Keystore #
The INFINI Framework provides a secure keystore for managing sensitive configuration values such as passwords, API keys, certificates, and other secrets. Secrets are stored in an AES-256 encrypted file on disk and can be referenced in configuration files using variable substitution.
Overview #
The keystore offers three ways to manage secrets:
- CLI Commands: Add, list, and remove secrets from the command line.
- Configuration Reference: Use
$[[keystore.<key>]]syntax to inject secrets into YAML configuration files.

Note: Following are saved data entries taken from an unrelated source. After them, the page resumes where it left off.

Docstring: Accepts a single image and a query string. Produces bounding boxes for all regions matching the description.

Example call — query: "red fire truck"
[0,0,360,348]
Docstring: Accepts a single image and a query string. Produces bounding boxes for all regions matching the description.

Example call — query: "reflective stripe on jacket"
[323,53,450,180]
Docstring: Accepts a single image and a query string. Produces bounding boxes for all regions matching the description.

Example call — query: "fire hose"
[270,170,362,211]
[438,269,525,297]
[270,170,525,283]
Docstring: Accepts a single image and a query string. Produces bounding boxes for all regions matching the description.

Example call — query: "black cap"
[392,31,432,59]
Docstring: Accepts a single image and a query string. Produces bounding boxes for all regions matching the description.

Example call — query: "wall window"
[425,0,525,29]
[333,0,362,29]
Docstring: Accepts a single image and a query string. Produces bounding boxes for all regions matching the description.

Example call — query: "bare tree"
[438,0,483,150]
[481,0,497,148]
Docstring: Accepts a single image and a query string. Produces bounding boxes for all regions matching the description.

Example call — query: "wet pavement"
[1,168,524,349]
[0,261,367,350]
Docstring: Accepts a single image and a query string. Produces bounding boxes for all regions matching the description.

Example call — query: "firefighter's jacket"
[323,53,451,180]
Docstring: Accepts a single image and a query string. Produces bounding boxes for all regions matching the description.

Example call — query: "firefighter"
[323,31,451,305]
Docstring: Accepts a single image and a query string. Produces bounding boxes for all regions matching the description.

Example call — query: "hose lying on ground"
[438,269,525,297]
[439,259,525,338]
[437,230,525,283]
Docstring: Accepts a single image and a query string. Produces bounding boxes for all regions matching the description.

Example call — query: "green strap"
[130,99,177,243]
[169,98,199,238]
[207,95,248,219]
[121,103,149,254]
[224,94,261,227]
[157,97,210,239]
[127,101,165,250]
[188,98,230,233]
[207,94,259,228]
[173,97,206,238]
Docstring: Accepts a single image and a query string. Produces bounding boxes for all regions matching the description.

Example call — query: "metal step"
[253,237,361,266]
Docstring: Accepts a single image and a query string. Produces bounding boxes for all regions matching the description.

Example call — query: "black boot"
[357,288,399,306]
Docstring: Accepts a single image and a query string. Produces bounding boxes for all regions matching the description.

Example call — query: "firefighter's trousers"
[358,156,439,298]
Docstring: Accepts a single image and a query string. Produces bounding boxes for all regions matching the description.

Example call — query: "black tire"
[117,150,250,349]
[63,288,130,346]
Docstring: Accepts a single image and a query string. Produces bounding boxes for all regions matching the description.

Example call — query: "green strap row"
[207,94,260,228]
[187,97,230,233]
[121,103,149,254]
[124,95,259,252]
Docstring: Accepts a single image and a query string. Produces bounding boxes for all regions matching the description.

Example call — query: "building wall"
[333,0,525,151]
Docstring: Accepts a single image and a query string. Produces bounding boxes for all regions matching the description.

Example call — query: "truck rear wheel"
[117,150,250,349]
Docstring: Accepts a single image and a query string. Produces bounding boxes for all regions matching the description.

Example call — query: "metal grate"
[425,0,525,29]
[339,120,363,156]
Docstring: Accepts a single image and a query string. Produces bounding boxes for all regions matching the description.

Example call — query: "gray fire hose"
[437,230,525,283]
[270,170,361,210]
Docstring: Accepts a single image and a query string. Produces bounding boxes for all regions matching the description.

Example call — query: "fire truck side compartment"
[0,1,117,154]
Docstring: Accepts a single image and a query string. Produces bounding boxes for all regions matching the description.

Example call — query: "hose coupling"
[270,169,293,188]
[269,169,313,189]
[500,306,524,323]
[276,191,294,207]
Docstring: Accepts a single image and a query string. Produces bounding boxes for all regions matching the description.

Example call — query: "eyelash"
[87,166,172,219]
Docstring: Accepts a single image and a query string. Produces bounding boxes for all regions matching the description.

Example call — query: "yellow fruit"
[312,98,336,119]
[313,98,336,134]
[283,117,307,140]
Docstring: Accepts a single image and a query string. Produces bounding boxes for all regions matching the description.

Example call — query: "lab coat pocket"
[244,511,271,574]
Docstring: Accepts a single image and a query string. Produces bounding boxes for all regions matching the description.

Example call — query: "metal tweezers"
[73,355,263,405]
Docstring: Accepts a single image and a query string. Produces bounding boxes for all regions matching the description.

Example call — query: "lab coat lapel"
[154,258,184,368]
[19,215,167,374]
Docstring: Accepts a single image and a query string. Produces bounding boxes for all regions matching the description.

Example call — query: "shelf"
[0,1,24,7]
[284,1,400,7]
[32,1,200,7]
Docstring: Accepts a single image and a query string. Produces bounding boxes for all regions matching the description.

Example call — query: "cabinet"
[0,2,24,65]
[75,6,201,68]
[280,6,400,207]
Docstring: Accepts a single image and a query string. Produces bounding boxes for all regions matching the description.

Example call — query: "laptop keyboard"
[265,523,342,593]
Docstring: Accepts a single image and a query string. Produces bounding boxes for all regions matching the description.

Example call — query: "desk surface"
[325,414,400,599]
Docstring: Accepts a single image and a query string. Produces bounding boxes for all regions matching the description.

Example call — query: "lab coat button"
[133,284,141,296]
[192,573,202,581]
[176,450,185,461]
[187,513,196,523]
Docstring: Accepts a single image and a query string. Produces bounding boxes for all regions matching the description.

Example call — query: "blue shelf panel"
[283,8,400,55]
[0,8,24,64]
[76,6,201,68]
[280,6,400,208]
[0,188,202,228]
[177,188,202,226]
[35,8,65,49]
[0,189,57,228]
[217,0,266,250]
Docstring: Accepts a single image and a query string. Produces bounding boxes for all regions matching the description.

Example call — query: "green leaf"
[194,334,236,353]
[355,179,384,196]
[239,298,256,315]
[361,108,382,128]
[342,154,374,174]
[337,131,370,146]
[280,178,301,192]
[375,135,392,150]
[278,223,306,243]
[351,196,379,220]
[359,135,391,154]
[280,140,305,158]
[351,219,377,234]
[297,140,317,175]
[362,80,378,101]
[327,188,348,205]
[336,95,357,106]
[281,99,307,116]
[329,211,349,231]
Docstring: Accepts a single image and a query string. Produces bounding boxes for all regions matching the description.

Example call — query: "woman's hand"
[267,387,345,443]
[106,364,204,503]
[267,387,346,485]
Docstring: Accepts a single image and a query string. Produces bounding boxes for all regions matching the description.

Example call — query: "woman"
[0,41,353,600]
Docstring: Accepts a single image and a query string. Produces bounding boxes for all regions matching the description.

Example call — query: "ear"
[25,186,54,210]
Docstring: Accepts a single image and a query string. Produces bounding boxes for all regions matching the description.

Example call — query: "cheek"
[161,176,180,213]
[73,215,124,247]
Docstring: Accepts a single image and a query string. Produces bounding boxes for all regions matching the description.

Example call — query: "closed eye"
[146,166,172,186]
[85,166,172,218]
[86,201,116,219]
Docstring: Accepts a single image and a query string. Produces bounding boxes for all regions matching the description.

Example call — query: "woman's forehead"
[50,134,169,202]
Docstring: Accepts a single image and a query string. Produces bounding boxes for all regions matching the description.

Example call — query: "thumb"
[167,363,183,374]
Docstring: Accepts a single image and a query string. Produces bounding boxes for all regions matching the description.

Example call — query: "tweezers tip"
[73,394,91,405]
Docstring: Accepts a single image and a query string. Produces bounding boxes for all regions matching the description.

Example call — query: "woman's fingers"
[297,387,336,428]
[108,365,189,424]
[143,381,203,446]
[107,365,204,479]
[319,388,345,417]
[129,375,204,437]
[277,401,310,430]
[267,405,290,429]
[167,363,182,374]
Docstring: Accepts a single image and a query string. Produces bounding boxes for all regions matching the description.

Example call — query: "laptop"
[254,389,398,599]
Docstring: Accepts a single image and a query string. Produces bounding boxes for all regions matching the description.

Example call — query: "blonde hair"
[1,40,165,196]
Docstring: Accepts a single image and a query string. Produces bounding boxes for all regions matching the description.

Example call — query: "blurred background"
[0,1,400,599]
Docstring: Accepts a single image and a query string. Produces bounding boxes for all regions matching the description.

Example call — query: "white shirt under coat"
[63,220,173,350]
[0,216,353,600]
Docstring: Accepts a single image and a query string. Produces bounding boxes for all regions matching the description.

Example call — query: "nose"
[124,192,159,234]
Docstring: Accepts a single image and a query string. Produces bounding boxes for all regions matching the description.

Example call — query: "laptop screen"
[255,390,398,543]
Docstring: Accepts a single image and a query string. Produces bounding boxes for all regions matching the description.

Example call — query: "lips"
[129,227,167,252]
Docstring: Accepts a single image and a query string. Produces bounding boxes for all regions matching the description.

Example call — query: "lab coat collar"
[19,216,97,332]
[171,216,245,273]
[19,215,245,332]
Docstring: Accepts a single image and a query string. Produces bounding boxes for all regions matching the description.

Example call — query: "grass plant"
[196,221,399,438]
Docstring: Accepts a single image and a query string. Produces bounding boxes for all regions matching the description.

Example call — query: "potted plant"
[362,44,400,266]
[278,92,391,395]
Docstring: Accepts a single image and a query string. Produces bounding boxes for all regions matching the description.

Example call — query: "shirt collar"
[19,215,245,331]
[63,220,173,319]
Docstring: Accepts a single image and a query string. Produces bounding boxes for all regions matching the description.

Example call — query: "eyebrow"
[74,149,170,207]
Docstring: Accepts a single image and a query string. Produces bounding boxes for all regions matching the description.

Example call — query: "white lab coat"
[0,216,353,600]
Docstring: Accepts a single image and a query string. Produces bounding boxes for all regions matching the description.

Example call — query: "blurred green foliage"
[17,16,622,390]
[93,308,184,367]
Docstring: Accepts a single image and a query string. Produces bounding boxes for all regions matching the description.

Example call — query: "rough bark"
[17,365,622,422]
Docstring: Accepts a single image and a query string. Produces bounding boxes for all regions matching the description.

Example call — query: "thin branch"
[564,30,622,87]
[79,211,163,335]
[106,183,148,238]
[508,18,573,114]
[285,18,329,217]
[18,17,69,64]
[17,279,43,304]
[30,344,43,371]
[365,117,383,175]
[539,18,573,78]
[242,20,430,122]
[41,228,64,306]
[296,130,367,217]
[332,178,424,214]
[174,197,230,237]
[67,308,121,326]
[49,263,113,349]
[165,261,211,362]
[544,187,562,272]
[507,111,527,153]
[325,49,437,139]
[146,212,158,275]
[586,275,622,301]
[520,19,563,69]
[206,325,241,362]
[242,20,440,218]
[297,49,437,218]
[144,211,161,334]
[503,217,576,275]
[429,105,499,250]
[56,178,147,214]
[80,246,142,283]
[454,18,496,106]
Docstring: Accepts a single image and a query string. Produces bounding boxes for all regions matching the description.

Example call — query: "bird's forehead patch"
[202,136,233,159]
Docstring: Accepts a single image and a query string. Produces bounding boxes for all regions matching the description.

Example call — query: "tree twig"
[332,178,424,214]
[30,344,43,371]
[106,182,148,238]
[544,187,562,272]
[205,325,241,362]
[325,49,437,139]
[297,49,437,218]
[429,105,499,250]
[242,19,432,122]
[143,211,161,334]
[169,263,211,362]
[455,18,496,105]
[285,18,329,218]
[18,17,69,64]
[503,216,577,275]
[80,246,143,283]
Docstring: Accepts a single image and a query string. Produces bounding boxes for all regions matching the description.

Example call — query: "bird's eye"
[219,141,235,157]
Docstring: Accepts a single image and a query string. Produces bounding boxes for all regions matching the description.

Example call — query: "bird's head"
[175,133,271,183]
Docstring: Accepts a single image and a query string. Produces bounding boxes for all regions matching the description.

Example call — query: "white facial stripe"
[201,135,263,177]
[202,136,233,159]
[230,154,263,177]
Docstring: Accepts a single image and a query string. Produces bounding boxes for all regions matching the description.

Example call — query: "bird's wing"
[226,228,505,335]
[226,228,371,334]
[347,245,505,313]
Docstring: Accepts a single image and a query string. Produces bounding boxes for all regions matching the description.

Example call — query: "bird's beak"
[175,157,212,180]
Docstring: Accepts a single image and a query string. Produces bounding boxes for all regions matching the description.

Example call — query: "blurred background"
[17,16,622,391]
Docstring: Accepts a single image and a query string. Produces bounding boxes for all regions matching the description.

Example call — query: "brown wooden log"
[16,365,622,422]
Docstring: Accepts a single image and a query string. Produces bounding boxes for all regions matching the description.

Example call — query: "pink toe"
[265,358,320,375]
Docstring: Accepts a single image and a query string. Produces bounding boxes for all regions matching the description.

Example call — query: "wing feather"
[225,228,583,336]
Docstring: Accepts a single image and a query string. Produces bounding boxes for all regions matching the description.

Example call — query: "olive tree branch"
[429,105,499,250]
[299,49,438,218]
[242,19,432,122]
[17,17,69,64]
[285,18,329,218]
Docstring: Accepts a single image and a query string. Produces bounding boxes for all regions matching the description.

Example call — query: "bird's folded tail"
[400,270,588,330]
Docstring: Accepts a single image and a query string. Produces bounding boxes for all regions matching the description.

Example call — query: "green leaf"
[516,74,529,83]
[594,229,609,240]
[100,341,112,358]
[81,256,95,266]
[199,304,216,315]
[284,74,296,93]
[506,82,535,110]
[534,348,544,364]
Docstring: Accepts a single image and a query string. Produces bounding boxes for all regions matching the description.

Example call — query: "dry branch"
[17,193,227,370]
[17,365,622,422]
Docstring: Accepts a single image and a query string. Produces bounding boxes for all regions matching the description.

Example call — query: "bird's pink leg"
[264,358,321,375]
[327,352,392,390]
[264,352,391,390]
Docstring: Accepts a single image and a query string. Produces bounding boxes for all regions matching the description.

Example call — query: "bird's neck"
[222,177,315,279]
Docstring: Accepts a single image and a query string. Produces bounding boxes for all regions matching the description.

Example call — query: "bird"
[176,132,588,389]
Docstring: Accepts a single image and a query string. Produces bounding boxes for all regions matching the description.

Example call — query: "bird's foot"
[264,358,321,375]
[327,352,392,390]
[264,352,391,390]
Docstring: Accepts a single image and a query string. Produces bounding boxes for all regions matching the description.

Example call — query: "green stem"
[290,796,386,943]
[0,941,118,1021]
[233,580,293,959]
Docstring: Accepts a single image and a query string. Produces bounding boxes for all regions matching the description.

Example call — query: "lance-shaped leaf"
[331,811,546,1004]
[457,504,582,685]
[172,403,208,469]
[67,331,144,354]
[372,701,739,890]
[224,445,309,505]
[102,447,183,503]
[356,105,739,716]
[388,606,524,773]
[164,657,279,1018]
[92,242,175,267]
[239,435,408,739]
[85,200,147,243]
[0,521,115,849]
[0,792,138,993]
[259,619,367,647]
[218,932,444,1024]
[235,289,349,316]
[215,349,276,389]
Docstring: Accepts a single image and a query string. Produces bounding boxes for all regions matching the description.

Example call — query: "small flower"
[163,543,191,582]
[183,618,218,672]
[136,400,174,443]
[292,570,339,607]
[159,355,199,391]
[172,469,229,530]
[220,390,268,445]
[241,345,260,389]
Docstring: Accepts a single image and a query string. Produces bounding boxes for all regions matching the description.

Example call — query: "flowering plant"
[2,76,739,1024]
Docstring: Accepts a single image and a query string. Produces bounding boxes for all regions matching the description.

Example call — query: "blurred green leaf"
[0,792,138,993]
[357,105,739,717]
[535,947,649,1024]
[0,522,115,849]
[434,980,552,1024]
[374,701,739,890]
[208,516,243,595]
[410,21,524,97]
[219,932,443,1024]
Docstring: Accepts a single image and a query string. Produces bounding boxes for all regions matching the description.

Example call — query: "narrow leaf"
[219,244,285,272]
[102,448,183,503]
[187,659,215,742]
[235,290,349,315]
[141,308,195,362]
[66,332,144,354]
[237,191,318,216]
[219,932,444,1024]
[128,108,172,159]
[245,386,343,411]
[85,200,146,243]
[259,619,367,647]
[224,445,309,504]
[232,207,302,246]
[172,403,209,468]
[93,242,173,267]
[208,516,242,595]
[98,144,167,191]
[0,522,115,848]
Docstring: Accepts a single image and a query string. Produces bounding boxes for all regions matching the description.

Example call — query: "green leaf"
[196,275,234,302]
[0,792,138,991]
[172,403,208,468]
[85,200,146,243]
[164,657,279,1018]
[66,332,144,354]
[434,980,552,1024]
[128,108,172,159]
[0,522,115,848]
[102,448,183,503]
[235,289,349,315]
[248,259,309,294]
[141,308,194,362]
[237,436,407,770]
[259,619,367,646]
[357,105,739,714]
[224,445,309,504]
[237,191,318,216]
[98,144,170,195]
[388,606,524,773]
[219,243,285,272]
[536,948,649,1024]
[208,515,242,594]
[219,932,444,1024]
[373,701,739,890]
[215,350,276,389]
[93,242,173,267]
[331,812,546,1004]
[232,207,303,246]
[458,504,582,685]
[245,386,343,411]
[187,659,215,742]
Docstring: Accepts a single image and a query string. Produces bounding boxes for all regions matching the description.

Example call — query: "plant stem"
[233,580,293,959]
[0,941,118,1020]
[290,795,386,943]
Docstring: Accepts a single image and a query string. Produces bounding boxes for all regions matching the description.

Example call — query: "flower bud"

Secrets are stored under the application’s data directory in a .keystore/ folder containing an encrypted store file (ks) and an auto-generated encryption key (key).
CLI Commands #
The keystore CLI is accessed via the keystore subcommand of your application binary.
Usage #
<app> keystore <command> [<args>]
Available Commands #
| Command | Description |
|---|---|
add | Add or update a secret |
list | List all secret keys |
remove | Remove a secret by key |
Adding a Secret #
Interactive Mode #
When run without --stdin, the command prompts for the secret value with hidden input (no echo):
<app> keystore add my_password
Enter value for my_password:
success
Note: Interactive mode uses the terminal’s canonical input, which is limited to approximately 1024 bytes by the operating system. For larger values or values containing newlines, use
--stdinmode instead.
Stdin Mode #
Use --stdin to pipe a value from standard input. This mode supports arbitrary length values and multi-line content (e.g., certificates, private keys):
# From a simple string
echo -n "my_secret_value" | <app> keystore add my_key --stdin
# From a file (preserves newlines)
cat /path/to/cert.pem | <app> keystore add tls_cert --stdin
# Using a heredoc
<app> keystore add my_key --stdin <<EOF
line1
line2
line3
EOF
Trailing \r\n or \n characters are automatically trimmed, but embedded newlines within the value are preserved.
Flags #
| Flag | Description |
|---|---|
--stdin | Read the secret value from standard input instead of the terminal prompt |
--force | Overwrite an existing key without prompting for confirmation |
Overwriting an Existing Secret #
In interactive mode, you will be prompted to confirm the overwrite:
<app> keystore add my_password
Secret my_password already exists, Overwrite? [y/N]: y
Enter value for my_password:
success
With --stdin, use --force to overwrite without confirmation:
echo -n "new_value" | <app> keystore add my_password --stdin --force
Listing Secrets #
List all keys stored in the keystore:
<app> keystore list
Example output:
my_password
tls_cert
api_key
Only key names are displayed; secret values are never printed.
Removing a Secret #
Remove a secret by its key name:
<app> keystore remove my_password
Using Secrets in Configuration #
Secrets stored in the keystore can be referenced in YAML configuration files using the $[[keystore.<key>]] variable syntax:
elasticsearch:
- name: production
endpoint: https://localhost:9200
basic_auth:
username: admin
password: $[[keystore.my_password]]
When the configuration is loaded, $[[keystore.my_password]] is resolved to the secret value stored under the key my_password.
Storage Location #
By default, the keystore is stored in the application’s data directory:
<data_dir>/.keystore/
├── key # Auto-generated AES encryption key
└── ks # Encrypted secrets store
Custom Path #
Set the KEYSTORE_PATH environment variable to override the storage location:
export KEYSTORE_PATH=/secure/path/to/keystore
<app> keystore add my_key
Security Considerations #
- The keystore file is encrypted using AES-256-GCM with a key derived via PBKDF2 (SHA-512, 10,000 iterations).
- The encryption key file (
key) should be protected with restrictive file permissions (for example,0600). - Secret values are never logged or printed to the console.
- The keystore supports file watching — changes are automatically reloaded at runtime.